Seorang wanita yang mengunjungi cenayang untuk memberitahu masa depan, namun mendapat reaksi yang aneh. Seorang wanita muda memutuskan untuk mengunjungi seorang cenayang karena penasaran dengan hidup yang akan dilaluinya. Walau tidak benar-benar percaya dengan ramalan, dia merasa lucu juga jika bisa mengetahui masa depannya.

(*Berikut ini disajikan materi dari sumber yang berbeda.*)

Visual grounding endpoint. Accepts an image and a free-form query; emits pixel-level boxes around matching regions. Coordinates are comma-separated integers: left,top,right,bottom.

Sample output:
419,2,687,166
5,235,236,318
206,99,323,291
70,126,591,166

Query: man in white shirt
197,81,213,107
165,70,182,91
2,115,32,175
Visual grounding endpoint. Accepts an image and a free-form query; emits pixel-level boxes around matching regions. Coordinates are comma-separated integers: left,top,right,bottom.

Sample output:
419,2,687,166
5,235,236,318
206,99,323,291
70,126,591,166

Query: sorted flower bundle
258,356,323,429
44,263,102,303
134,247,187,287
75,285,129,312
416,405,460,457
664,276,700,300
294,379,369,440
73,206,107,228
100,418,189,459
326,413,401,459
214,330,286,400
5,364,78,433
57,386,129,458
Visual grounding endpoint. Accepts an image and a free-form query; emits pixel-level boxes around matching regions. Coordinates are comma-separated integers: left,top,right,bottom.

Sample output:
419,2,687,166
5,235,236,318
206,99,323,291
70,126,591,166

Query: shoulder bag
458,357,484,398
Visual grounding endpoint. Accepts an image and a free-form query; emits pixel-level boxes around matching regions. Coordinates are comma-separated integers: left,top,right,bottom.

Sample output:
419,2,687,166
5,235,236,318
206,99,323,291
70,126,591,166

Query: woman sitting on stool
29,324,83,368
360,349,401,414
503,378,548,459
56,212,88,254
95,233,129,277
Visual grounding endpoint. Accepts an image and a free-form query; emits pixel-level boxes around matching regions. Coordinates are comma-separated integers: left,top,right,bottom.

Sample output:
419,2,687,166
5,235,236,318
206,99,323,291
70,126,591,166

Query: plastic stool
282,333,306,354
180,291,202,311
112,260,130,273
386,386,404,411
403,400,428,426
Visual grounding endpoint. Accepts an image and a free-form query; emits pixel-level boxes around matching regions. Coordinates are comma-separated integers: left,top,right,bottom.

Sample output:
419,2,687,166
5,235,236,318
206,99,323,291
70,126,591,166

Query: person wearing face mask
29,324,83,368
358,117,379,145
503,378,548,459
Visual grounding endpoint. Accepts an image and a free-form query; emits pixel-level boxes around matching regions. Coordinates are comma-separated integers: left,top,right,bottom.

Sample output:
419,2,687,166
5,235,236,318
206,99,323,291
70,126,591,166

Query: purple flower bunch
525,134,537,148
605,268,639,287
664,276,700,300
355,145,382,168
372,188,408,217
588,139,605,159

Dia kemudian tiba di tempat seorang cenayang dan langsung disambut di pintu oleh seorang wanita tua dengan syal yang lusuh. Cenayang itu mempersilahkannya masuk dan mengantarnya melalui sebuah koridor menuju ke ruangan yang remang-remang. Mereka lalu mengambil tempat duduk di mejanya.

loading...

“Bisakah kau meramal masa depanku?” tanya wanita muda.
“Tentu,” cenayang itu menjawab. “Tunjukkan telapak tanganmu”.

Wanita itu mengeluarkan tangannya dan cenayang itu kemudian memperhatikannya lekat-lekat, memusatkan perhatiannya. Suasana hening yang panjang tercipta dan wanita muda itu perlahan-lahan gelisah. Tiba-tiba, wajah cenayang itu berubah pucat dan menatap wanita muda itu dengan tatapan yang aneh.

“Apa ada yang salah?” tanya wanita itu, dengan gugup.

Cenayang itu menolak untuk menjawab semua pertanyaannya dan mengatakan kepada wanita itu bahwa hari sudah larut dan dia ingin pulang ke rumah. Tidak perlu biaya untuk membaca telapak tangannya. Wanita muda itu menjadi cemas dan mulai menanyakan beberapa pertanyaan lagi, namun tak peduli berapa kali dia bertanya, cenayang itu tetap menggelengkan kepalanya dan mengatakan sesi ramalannya telah habis.

Akhirnya, ketika wanita muda itu mulai kesal, cenayang itu pasrah. Dia mengambil sebuah pulpen dan kertas kemudian menuliskan sesuatu di atasnya. Lalu, melipatnya dan memasukkan kertas itu ke dalam amplop dan memberikannya ke wanita muda tersebut. “Jangan baca ini sebelum kau tiba di rumah.” Katanya. Wanita itu lega dan menaruh amplop itu ke dalam sakunya. Dia berterimakasih kepada cenayang itu dan membayar untuk layanannya.

Mereka kemudian saling berpamitan dan wanita muda itu pergi, masih berpikir tentang catatan misterius tersebut dan penasaran apa yang tertulis di dalamnya. Ketika wanita itu melintas di jalan, dia masih memikirkannya. Dia tidak memperhatikan jalannya dan melenceng dari jalurnya ke arah yang berlawanan. Kendaraan dari seberang kemudian menghantamnya, tubuhnya terlontar ke udara seperti boneka.

Tubuhnya lecet dan terpental beberapa kali di atas jalanan. Tubuhnya kemudian berhenti di pinggir jalan dan tak bergerak sama sekali. Polisi tiba dan melihat wanita malang itu sudah tewas akibat kecelakaan tersebut. Sementara mencari identitasnya, seorang polisi meraba saku pakaiannya dan menemukan sebuah amplop di dalamnya. Polisi itu lalu membukanya, dan sebuah catatan tertulis di sana dengan lima kata. “Masa depanmu tidak akan ada”.